Thursday, December 14, 2006

Two Christmases

I have been thinking about Christmas celebrations and their meaning over the past few weeks. I read a clip somewhere reminding me about how Christmas celebrations are relatively recent in our nation's history becuase the first settlers shunned such celebrations as too worldly.

I have been thinking about the debate over whether stores should put up signs that say Merry Christmas or Happy Holidays. As far as I can tell, they put those signs up in an effort to sell stuff, not because they care about the birth of Jesus Christ. I would actually prefer they say something other than Merry Christmas in their efforts to sell stuff. After all, Christmas is not about commercialism or materialism.

I listened to a woman who serves in the after school ministry for at risk youth (The Generation Station) tell a story about taking 17 kids to see The Nativity.
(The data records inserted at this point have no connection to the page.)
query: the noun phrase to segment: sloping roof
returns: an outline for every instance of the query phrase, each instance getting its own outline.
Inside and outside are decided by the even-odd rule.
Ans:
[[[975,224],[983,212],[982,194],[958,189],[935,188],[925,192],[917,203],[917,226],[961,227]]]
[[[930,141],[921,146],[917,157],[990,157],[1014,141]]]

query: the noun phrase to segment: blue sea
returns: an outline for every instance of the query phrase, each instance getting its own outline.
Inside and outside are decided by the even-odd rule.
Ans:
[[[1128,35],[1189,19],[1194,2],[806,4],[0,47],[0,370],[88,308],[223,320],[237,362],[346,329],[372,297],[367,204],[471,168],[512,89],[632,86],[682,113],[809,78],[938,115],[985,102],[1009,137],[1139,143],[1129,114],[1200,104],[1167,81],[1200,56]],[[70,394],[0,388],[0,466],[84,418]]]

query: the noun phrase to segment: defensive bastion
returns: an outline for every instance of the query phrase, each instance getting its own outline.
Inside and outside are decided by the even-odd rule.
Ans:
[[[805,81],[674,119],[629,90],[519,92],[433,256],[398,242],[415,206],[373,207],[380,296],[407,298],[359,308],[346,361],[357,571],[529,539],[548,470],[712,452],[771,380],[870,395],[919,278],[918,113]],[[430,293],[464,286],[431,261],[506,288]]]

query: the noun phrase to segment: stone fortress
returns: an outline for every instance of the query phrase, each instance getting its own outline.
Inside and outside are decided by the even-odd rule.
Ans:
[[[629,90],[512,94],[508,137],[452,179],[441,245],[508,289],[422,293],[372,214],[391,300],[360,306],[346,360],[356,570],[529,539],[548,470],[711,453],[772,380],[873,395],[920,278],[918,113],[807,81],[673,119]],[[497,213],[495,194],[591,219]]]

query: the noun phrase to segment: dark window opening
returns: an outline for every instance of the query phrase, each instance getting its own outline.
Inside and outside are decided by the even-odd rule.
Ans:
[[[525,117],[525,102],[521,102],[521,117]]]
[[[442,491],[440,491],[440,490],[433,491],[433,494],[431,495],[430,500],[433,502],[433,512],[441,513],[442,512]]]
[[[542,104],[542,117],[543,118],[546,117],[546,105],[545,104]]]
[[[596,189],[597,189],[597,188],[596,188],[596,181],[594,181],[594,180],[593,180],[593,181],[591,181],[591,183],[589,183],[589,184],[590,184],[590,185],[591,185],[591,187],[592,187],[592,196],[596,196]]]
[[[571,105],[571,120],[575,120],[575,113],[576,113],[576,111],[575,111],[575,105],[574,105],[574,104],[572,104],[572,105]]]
After the movie, one of them commented to her "Ms. Anita lied to us. She said we were going to see a Christmas movie!" Obvioulsy, Christmas movies are things like Elf and Santa Claus 3. We had a good laugh.

Then on the radio yesterday, I heard an NPR open call in show about the airport out west that removed its two Christmas trees rather than put in a menorah. A man called in to say that he does not call himself a Christian, he was not raised in the Church...but he does celebrate Christmas. He elaborated by saying he decorates, puts up a tree, and exchanges gifts with his family. Christmas for him is really a secular holiday.

That just confirmed things for me. There are actually two kinds of Christmases in our country (world?). One is the secular Christmas, which is about Santa Claus, elves, trees, office parties, family dinners, and presents. The Christmas celebrated by the Church and by those committed to following Jesus is about the birth of God's Son, Jesus, in human form, Emmanuel (which means God with us). All of the tinsel, trees, gifts, egg nog, and advertisements don't really have much to do with this deep reality, except that they are tools for celebrating. The birth of Jesus is certainly worth celebrating... I guess the question we have to ponder is what we are actually celebrating, why, and how our celebrations point to this in genuine ways.